Larky stands up and nods at the slab, the sinking fence, the unrelenting dilapidation.

“Who helped the old man put in that foolish yellow ochre kitchen?” The middle brother turns back to the other two.

“And that black granite they wanted in the swimming pool. Hey, ridiculous, man! I told them! They couldn’t even swim, and I can’t. Praise can’t, either! Ignore’s the only one who swims. I said, Mai, Baba, start with lessons, not with the pool! Remember when the old man had that accident, where was the money coming from? I’m sick of maintaining this place when she can’t do anything for herself! Then there was that pool again. When it got cracks, who had to fix it!”

“I did my bit with the car repairs,” remarks Praise. “Larky, it’s not right for you to think that. You don’t do everything!” 

“I signed all the papers!” snaps Ignore. “I got people I know, and I got them all in. And everyone, including Mai, signed papers. That kept the estate costs down, me asking my own owns for favors.”

“If she doesn’t sign now, what’s the next step?” inquires Praise. His forefinger travels the curve of his collar.

“Don’t worry,” nods Larky. “Like he said, my son here will make things happen. He’s got his owns.”

“Who’s the buyer?” Praise uncoils and stretches.

“When we have the buyer,” says Ignore. “Have you thought? What are you going to do with her?”

The children, who have assembled on the porch once more, finish their cold drinks. They start throwing the cans at a guava tree.

Praise asks again whether a purchaser has been found. Ignore shakes his head.

“We agreed we want one,” Praise goes on, engaging himself once more with unscrewing the brandy bottle. “But maybe we can think again. She’s hired out the little room. The newcomer didn’t want the telephone option, but she’s put down three months’ deposit.”

“Let’s get rid of all the telephones,” Ignore suggests. “I’ll find someone to take them.”

“She’s still talking about the pay phone,” Praise points out, with a frustrated click of his tongue. “She wants to bring a relative over to help her manage a network business.”

“Sell,” repeats Larky firmly. “Otherwise, we’re all going to be in ruins.”

Your breath seeps out of you slowly.
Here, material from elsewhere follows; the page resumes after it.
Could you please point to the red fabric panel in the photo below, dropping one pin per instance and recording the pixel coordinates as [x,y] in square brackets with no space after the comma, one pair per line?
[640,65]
Studying the three male forms, you are so lethargic you do not care who buys the house. Now that the woman is done with, the Manyanga sons look as available as they are desirable. Each possesses a vehicle, and as they do not live with their mother anymore, each also possesses a house. The combination tells you each heir possesses a future. Nor is a single wife in sight, which means those women are not valued highly, or they themselves do not value their husbands. It is going to be easier than you thought to challenge that sort of woman. You plot, choosing Larky as your first target because he is the most powerful.